Joyce McDougall | As Múltiplas Faces de Eros — O que significa "escolha objetal"?

AS MÚLTIPLAS FACES DE EROS

Uma exploração psicanalítica da sexualidade humana

Joyce McDougall O que significa "escolha objetal"? — Continuação de "As Soluções Neo-Sexuais"

Ninguém escolhe livremente empenhar-se nas condições altamente restritivas e exigentes impostas pelas invenções neo-sexuais compulsivas ou na solidão de uma vida largamente confinada a criações sexuais autoeróticas. Do mesmo modo, pouca gente tem a impressão de "escolher" ser homossexual numa sociedade predominantemente heterossexual ou, por essa razão, de "escolher" a heterossexualidade a fim de adaptar-se à maioria social.

📌 A "escolha" como solução infantil

No que se refere às invenções desviantes heterossexuais, homossexuais e autoeróticas, essas chamadas escolhas representam as melhores soluções possíveis que a criança do passado foi capaz de encontrar diante das comunicações parentais contraditórias a propósito da identidade de gênero, da masculinidade, da feminilidade e do papel sexual. Essas soluções são vivenciadas pela criança ou pelo adolescente como uma revelação de sua forma de expressão sexual, juntamente com o reconhecimento, às vezes doloroso, de que essa sexualidade é algo diferente da dos outros. Certamente ninguém se apercebe de ter escolhido isso.

🧬 A distinção de Burch: homossexualidade "primária" e "bissexual"

Entretanto, diversos autores, em especial aqueles envolvidos com a pesquisa da natureza das identidades homossexuais, distinguiram uma modalidade que é considerada como uma "escolha", por exemplo a distinção feita por Burch (1989) entre a mulher lésbica "primária" e a mulher "bissexual" que escolhe uma vida amorosa lésbica após alguns anos de relacionamentos heterossexuais. Talvez a mulher "bissexual" da formulação de Burch não esteja escolhendo, mas sim finalmente assumindo seu desejo e sua identidade lésbica.
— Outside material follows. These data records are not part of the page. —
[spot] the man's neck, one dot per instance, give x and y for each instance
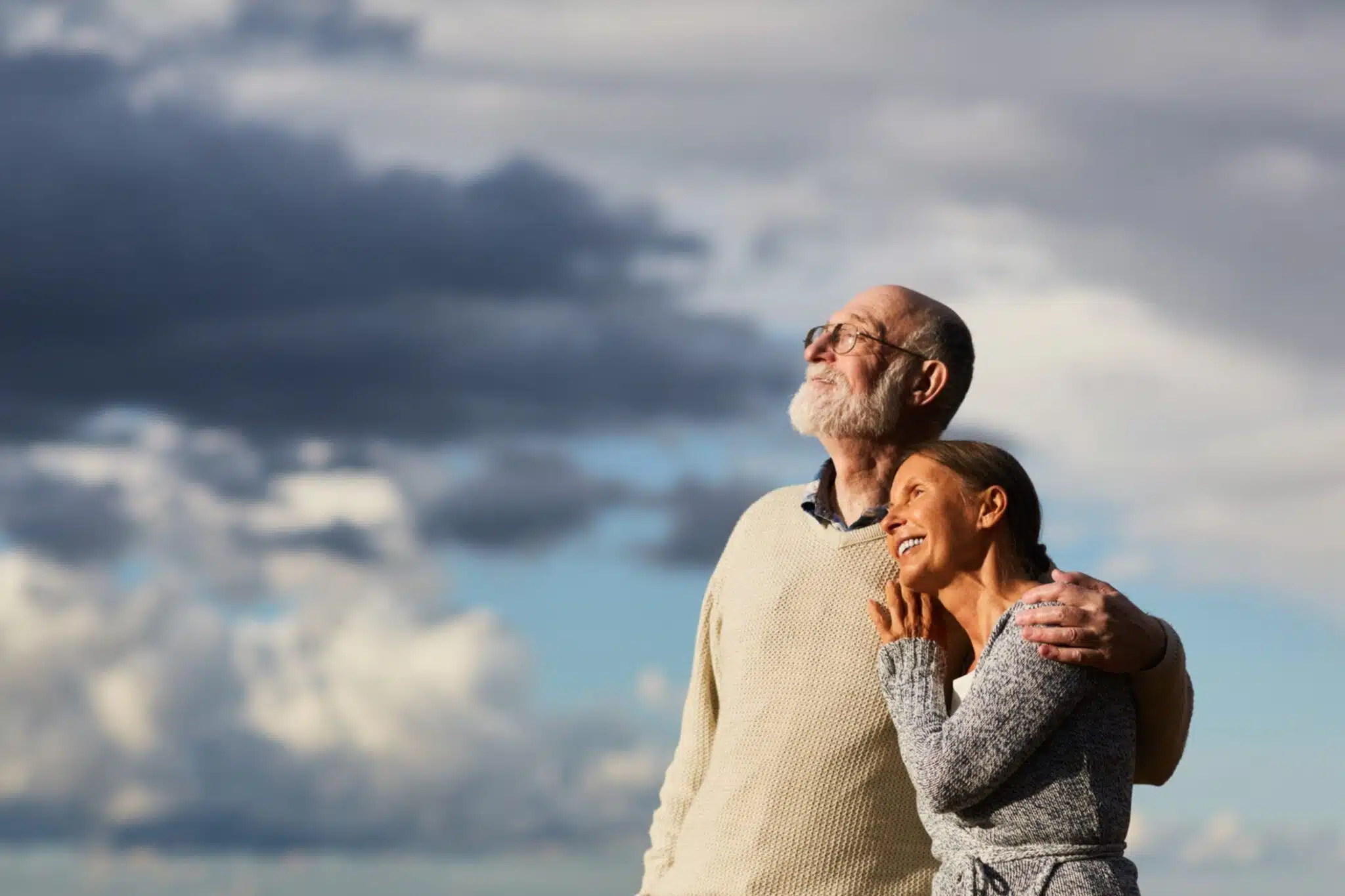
(864, 473)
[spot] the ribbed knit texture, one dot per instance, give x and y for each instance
(1028, 784)
(787, 779)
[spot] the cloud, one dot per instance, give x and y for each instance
(1227, 842)
(519, 499)
(1183, 150)
(68, 521)
(144, 32)
(354, 707)
(704, 515)
(244, 277)
(1178, 430)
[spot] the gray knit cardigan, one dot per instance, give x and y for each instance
(1025, 788)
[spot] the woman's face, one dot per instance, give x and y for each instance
(931, 526)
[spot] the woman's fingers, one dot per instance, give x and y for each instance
(1080, 657)
(896, 610)
(926, 616)
(881, 621)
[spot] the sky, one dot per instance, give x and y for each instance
(381, 381)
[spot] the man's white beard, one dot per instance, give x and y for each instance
(837, 412)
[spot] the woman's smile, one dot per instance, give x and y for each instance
(908, 544)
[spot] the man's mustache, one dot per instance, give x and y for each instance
(827, 373)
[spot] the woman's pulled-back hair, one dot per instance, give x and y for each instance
(981, 465)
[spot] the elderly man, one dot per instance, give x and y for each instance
(787, 779)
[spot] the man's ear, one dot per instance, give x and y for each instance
(930, 383)
(994, 504)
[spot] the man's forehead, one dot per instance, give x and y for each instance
(879, 313)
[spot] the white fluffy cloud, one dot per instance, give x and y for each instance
(152, 698)
(1227, 842)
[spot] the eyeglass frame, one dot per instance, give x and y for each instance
(814, 333)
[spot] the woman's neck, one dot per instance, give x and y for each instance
(977, 598)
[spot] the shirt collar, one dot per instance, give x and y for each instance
(820, 496)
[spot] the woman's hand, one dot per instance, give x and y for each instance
(908, 614)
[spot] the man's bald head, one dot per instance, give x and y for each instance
(923, 326)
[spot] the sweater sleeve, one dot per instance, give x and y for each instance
(699, 715)
(1164, 700)
(1017, 700)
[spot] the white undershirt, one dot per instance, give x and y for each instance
(959, 691)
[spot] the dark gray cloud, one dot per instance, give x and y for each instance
(241, 276)
(65, 519)
(519, 499)
(704, 515)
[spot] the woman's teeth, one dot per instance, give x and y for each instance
(910, 543)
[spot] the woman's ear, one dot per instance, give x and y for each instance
(994, 504)
(930, 383)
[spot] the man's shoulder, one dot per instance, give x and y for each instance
(789, 498)
(774, 507)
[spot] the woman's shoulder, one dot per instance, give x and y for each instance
(1006, 647)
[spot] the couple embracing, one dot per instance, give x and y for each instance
(1013, 706)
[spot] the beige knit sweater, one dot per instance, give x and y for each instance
(787, 779)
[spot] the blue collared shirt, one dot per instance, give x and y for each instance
(817, 503)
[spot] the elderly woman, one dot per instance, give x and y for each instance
(1025, 785)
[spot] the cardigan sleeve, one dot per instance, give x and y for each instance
(1017, 700)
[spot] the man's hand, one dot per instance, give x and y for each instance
(908, 614)
(1097, 626)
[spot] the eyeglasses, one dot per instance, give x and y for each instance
(843, 337)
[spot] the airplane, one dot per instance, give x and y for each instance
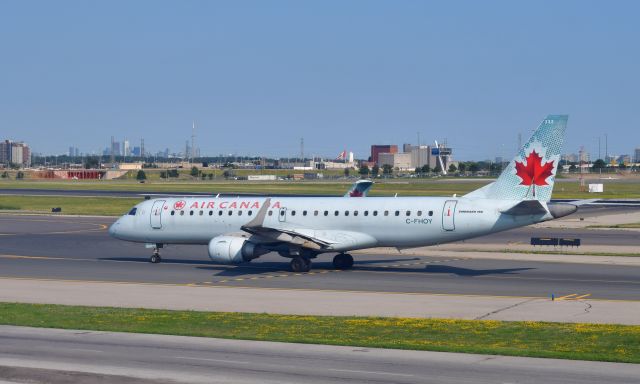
(238, 230)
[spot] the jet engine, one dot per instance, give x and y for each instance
(234, 250)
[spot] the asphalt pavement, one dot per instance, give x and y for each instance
(61, 356)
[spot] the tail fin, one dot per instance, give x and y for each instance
(531, 174)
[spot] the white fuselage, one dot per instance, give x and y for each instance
(346, 223)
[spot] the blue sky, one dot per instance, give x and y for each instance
(258, 75)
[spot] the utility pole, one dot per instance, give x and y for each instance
(193, 140)
(599, 151)
(302, 150)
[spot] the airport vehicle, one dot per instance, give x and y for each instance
(238, 230)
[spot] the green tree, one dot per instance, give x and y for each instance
(375, 170)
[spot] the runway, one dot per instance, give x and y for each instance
(61, 356)
(78, 248)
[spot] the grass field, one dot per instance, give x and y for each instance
(564, 189)
(617, 343)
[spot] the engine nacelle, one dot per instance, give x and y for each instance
(233, 250)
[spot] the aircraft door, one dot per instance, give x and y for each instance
(282, 215)
(448, 215)
(156, 214)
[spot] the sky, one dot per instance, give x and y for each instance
(256, 76)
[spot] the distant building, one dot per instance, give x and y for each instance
(15, 153)
(624, 159)
(376, 150)
(401, 161)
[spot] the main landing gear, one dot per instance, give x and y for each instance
(343, 261)
(155, 257)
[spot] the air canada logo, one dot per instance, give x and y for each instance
(533, 172)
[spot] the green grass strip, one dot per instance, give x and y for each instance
(601, 342)
(71, 205)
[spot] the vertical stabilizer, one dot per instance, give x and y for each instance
(531, 174)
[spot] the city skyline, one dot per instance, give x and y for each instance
(257, 76)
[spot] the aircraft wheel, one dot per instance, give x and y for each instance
(300, 264)
(343, 261)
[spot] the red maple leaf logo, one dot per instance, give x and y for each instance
(534, 173)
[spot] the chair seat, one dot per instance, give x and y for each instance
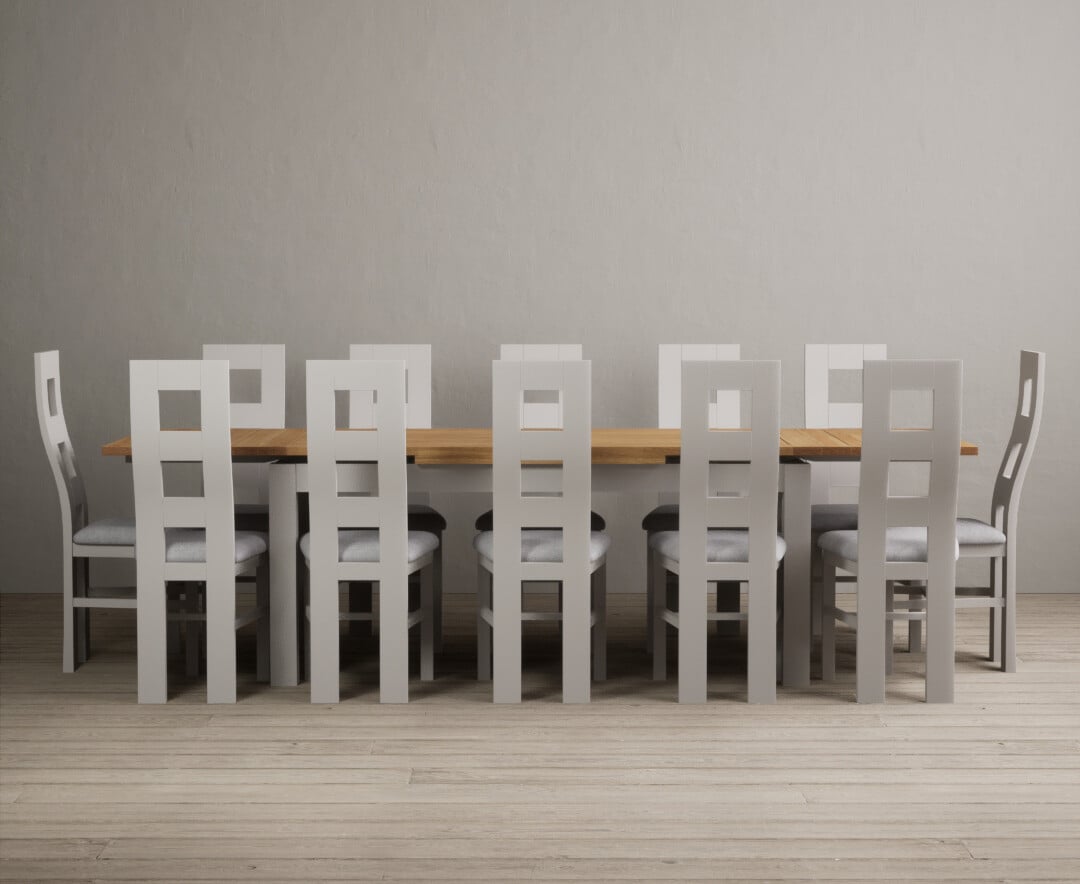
(189, 544)
(485, 521)
(974, 532)
(107, 532)
(661, 518)
(543, 545)
(901, 544)
(422, 517)
(724, 544)
(362, 545)
(826, 517)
📖 Sobre a "escolha" e a aceitação tardia: É claro que essa aceitação é uma escolha consciente, mas não significa necessariamente que o indivíduo tivesse "escolhido" os profundos investimentos libidinais e orientações que estão envolvidos e que, talvez, tenham sido fortemente contra-investidos até seu reconhecimento atrasado. Esta possibilidade não invalida ou exclui a tese de que há acentuadas diferenças de estrutura psíquica entre esses dois grupos.

Neste capítulo e nos seguintes, considero duas importantes questões teórico-clínicas a propósito do desvio sexual: primeiramente, as considerações etiológicas e qualitativas e, segundo, os aspectos quantitativos conforme se manifestam na economia psíquica. Os dois tópicos estão intimamente ligados aos processos de internalização nas organizações sexuais desviantes — e essa internalização envolve, invariavelmente, uma certa medida de insucesso na integração e harmonização das diversas incorporações e introjeções que vão se estruturando a partir do nascimento.

🎯 O que significa "escolha objetal" na perspectiva de McDougall?

Para McDougall, o termo "escolha objetal" — cunhado por Freud para designar a direção do desejo em relação a um objeto (do mesmo sexo ou do sexo oposto) — não deve ser entendido como uma escolha livre e consciente. Trata-se, antes, de uma solução inconsciente, forjada na infância para lidar com os conflitos, as mensagens contraditórias e os silêncios dos pais. Essa solução é vivenciada como algo dado, descoberto, imposto — não como algo deliberadamente selecionado. A ideia de "escolha" só pode fazer sentido no nível da aceitação consciente de uma orientação já constituída, ou na distinção entre diferentes estruturas psíquicas (como a homossexualidade "primária" versus a "bissexual" que assume sua identidade tardiamente).

A ênfase recai, portanto, sobre os processos de internalização que moldam a subjetividade desde o início da vida. A chamada "escolha objetal" é, na verdade, o resultado de um longo trabalho psíquico de incorporação e rejeição de imagos parentais, marcado por sucessos e fracassos na integração das identificações.

“Essas chamadas escolhas representam as melhores soluções possíveis que a criança do passado foi capaz de encontrar diante das comunicações parentais contraditórias.”